Die Idee zu dem Schlagabtausch stammt von Brühl selbst; der Text von Daniel Kehlmann. Als Kontrahenten sind Brühl und Kurth eine Wucht. Brühls bassige Synchronsprecherstimme, sein Charme und seine Tränen stellen sein permanentes Heischen um Bewunderung aus. Ununterbrochen die Rollen wechselnd, rennt er gegen Kurths Bruno an, der sich nicht rührt, weder in Mimik noch Gestik. Das Tête-à-Tête wird durch die Wirtin (Rike Eckermann) und die eiskalte Ehefrau Daniels (Aenne Schwarz) ergänzt.

Auch die Musik trägt mit treibendem Schlagzeug zur Spannung des Films bei, der zur Mitte hin etwas an Schwung verliert.

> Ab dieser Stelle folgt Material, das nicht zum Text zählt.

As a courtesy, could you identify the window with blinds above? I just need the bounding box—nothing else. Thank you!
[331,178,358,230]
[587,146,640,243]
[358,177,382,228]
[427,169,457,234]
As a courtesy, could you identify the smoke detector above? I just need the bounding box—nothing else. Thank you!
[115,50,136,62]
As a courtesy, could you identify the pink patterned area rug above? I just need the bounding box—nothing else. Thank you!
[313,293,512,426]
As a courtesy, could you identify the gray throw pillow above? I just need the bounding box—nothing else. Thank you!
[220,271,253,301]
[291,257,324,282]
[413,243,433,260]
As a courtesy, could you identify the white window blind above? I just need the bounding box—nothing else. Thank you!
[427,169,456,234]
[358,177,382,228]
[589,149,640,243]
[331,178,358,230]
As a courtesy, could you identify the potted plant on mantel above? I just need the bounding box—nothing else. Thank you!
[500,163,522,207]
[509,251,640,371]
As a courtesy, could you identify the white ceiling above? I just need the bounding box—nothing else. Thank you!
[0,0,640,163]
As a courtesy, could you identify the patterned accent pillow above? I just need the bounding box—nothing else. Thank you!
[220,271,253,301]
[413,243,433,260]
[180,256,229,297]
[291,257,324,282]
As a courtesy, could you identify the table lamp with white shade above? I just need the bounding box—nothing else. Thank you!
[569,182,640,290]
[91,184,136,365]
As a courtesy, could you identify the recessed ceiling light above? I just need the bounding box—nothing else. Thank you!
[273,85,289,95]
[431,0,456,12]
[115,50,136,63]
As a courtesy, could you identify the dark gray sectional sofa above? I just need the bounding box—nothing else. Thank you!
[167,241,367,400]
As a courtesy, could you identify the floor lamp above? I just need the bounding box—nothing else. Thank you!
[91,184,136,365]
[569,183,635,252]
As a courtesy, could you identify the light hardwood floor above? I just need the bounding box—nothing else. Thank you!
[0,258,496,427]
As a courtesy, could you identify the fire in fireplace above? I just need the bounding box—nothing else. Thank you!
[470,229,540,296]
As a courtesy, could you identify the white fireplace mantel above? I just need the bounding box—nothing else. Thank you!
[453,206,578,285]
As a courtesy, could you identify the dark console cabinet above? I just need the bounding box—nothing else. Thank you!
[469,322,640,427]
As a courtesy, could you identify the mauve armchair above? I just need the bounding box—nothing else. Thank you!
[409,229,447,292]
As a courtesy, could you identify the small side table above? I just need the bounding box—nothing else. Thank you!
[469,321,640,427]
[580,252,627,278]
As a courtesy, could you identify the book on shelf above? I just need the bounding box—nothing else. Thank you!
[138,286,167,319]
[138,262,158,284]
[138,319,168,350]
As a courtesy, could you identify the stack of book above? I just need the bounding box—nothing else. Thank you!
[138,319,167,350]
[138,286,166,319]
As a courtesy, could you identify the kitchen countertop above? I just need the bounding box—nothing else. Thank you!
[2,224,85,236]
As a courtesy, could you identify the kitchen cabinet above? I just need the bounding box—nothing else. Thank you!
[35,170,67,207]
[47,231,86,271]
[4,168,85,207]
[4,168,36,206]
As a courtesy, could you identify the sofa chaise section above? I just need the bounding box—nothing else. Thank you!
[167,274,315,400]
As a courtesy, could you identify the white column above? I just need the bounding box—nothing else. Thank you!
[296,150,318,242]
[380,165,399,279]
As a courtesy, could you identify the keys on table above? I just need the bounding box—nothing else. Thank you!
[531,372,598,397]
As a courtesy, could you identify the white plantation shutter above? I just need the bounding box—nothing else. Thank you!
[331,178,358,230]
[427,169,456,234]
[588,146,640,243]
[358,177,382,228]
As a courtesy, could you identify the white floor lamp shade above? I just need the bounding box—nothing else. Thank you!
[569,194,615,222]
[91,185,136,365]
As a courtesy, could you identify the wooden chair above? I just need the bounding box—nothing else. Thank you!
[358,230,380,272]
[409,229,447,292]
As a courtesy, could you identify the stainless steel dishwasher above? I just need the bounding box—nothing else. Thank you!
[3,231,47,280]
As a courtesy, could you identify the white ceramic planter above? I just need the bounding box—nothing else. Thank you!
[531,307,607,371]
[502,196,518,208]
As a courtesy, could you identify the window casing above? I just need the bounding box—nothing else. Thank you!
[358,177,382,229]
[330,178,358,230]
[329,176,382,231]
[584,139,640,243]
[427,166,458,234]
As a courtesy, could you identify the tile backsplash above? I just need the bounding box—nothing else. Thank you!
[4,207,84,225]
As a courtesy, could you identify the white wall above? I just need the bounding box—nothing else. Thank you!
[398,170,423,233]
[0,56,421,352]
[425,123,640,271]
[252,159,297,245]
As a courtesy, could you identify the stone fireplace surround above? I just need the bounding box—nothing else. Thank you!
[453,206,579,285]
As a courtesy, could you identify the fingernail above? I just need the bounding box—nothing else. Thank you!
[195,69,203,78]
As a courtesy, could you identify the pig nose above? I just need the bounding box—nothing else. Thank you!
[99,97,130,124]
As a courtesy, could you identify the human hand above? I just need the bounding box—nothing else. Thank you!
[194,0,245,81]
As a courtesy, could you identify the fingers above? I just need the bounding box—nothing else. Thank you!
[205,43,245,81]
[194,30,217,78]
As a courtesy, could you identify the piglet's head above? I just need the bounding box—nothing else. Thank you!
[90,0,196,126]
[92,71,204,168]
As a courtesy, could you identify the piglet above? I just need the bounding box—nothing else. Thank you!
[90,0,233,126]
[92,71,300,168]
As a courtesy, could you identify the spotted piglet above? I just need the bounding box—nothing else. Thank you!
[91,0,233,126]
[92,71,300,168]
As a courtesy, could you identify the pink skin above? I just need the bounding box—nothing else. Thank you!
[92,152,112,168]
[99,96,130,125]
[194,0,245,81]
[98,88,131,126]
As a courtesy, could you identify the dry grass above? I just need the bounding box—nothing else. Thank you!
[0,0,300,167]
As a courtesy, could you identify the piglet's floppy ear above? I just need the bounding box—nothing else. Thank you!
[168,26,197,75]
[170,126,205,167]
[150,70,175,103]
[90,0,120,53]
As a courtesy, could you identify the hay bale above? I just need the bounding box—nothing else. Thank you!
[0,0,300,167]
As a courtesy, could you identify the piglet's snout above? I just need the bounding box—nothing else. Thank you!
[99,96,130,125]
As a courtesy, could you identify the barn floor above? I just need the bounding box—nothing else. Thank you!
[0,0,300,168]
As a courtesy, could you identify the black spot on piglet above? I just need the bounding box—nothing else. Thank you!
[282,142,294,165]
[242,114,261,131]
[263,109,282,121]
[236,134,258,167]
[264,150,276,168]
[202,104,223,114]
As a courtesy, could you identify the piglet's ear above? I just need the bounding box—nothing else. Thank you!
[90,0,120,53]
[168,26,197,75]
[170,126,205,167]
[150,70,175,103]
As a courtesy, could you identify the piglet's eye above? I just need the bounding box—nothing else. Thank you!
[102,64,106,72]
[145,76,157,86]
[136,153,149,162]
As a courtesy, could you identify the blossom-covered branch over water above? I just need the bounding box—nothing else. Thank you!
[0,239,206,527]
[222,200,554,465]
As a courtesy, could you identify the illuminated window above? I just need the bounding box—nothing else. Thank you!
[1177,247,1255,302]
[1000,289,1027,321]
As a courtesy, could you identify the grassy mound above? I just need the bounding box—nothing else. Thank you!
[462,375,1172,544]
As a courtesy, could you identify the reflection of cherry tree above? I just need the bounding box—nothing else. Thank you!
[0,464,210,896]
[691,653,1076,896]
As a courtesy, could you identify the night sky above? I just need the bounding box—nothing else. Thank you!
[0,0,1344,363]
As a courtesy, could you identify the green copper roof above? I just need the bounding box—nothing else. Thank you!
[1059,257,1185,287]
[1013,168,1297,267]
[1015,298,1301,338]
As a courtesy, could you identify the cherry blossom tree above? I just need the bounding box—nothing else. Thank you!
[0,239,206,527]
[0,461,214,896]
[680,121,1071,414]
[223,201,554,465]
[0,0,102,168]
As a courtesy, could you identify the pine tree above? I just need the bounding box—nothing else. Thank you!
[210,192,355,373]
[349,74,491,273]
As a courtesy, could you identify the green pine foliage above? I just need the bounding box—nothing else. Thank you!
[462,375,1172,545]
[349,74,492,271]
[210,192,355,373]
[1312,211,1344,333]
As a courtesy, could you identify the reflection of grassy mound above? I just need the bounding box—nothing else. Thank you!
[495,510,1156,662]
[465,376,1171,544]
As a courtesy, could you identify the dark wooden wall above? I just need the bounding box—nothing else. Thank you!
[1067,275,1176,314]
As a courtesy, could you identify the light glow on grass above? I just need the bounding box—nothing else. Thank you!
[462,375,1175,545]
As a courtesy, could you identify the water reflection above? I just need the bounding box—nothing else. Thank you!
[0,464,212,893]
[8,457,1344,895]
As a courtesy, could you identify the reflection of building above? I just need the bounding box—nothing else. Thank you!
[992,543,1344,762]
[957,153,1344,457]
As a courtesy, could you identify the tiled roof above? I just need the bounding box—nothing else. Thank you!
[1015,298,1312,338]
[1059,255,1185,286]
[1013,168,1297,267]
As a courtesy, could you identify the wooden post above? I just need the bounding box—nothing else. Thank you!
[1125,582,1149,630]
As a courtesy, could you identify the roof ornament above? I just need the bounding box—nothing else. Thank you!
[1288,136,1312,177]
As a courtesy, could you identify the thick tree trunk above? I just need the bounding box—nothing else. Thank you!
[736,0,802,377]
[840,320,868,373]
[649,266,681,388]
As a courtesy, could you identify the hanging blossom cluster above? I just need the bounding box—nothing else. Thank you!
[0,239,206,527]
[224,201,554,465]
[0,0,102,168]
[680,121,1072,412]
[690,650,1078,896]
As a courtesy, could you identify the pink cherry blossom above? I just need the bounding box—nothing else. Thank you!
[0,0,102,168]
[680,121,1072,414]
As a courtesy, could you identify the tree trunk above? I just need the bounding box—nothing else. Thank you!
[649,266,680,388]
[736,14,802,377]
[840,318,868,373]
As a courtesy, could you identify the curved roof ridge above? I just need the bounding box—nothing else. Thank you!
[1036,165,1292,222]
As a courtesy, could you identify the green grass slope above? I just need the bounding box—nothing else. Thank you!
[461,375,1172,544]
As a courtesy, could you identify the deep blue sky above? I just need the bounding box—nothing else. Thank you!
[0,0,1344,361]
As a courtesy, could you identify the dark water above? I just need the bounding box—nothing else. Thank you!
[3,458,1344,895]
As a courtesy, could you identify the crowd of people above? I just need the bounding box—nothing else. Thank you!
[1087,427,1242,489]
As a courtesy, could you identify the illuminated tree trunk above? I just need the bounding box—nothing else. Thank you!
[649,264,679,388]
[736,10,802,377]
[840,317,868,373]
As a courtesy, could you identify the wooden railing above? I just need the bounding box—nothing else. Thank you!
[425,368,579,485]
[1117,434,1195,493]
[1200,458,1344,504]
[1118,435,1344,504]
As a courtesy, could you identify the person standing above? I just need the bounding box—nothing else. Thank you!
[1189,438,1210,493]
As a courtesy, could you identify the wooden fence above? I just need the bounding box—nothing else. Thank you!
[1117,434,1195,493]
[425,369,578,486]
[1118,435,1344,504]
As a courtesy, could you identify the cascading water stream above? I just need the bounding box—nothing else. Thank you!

Die ein oder andere Entblößung, die Bruno über Daniel aus dem Hut zaubert, scheint doch zu konstruiert. Man gewinnt den Eindruck, dass nicht nur mit Bruno ein Profi der kalkulierten Konstruktion am Werk ist, sondern auch Kehlmann die Dialoge etwas zu lange künstlich am Leben hält.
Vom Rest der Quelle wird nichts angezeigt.